Use the cosine rule: a^2=b^2+c^2-2bccosA. If c=4, then a+b=19-4=15, so b=15-a.
a^2=225-30a+a^2+16-8(15-a)cosA; 0=241-30a-(120-8a)cosA
cosA=(241-30a)/(120-8a). Since -1<cosA<1, -1<(241-30a)/(120-8a)<1.
Take the case 120-8a>0 first (a<15cm):
241-30a<120-8a; 121<22a; 11/2<a so 5.5<a<15; AND
8a-120<241-30a; 38a<361; a<19/2; a<9.5cm, so 5.5<a<9.5 fits both inequalities.

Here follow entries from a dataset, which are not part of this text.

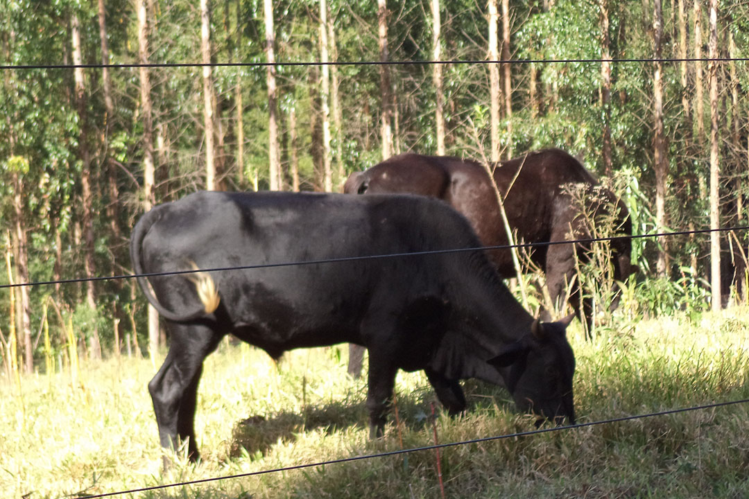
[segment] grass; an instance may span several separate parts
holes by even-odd
[[[630,322],[583,339],[573,323],[580,422],[749,398],[749,309]],[[76,497],[247,474],[430,445],[434,394],[398,375],[398,423],[369,441],[365,381],[346,375],[346,349],[298,350],[274,364],[222,345],[206,361],[196,431],[202,459],[161,470],[146,385],[148,360],[84,364],[66,373],[0,379],[0,498]],[[440,442],[533,429],[502,388],[465,383],[455,418],[435,405]],[[748,406],[658,416],[440,450],[449,498],[742,498],[749,495]],[[394,418],[391,417],[391,420]],[[115,496],[122,497],[122,496]],[[434,452],[329,464],[132,496],[437,498]]]

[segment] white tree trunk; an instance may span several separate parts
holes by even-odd
[[[710,0],[710,228],[721,227],[720,164],[718,158],[718,0]],[[713,311],[721,310],[721,234],[710,233],[710,290]]]

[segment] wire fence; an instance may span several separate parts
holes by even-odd
[[[210,267],[207,269],[172,270],[172,271],[165,271],[160,272],[147,272],[142,274],[124,274],[121,275],[107,275],[107,276],[88,276],[88,277],[77,278],[73,279],[59,279],[55,281],[37,281],[34,282],[27,282],[27,283],[14,283],[13,284],[2,284],[0,285],[0,290],[16,288],[16,287],[28,287],[33,286],[47,286],[52,284],[70,284],[82,283],[88,281],[115,281],[115,280],[123,280],[123,279],[133,279],[136,278],[181,275],[187,274],[195,274],[198,272],[227,272],[227,271],[252,270],[257,269],[271,269],[276,267],[289,267],[289,266],[297,266],[303,265],[336,263],[351,262],[357,260],[380,260],[385,258],[403,258],[408,257],[421,257],[431,254],[444,254],[449,253],[466,253],[473,251],[503,250],[503,249],[510,249],[513,248],[533,249],[534,248],[541,246],[553,246],[553,245],[568,245],[568,244],[589,244],[592,242],[602,242],[606,241],[613,241],[616,239],[640,239],[665,237],[665,236],[688,236],[690,234],[705,234],[714,232],[731,232],[733,230],[745,230],[747,229],[749,229],[749,225],[737,225],[734,227],[720,227],[716,229],[695,229],[692,230],[677,230],[671,232],[659,232],[659,233],[652,233],[647,234],[635,234],[628,236],[622,235],[622,236],[609,236],[606,237],[589,237],[589,238],[581,238],[576,239],[565,239],[563,241],[521,242],[518,244],[498,245],[494,246],[473,246],[471,248],[455,248],[444,249],[444,250],[411,251],[408,253],[389,253],[384,254],[343,257],[338,258],[323,258],[319,260],[310,260],[305,261],[279,262],[276,263],[262,263],[258,265],[240,265],[240,266],[232,266],[228,267]]]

Now the case 120-8a<0 (a>15cm):
241-30a>120-8a; 4<a<5.5; AND
8a-120>241-30a; a>121/38. Both inequalities fail to meet the requirement a>15.
So now we have the other two sides between 5.5cm and 9.5cm (sum of 15cm). The angle between them is given by:
cosA=(241-30a)/(120-8a)=76/76=1 or -44/44=-1, the range 0 to 180. So as long as the sides are between these limits we can have any angle between them. Just as an example pick 7.5cm, making an isosceles triangle:
cosA=4/15, A=74.53°. The 3 sides are 4cm, 7.5cm and 7.5cm. Perimeter=19cm.
When the angle between the sides is 90 degrees, a=241/30=8.033c, b=6.967cm.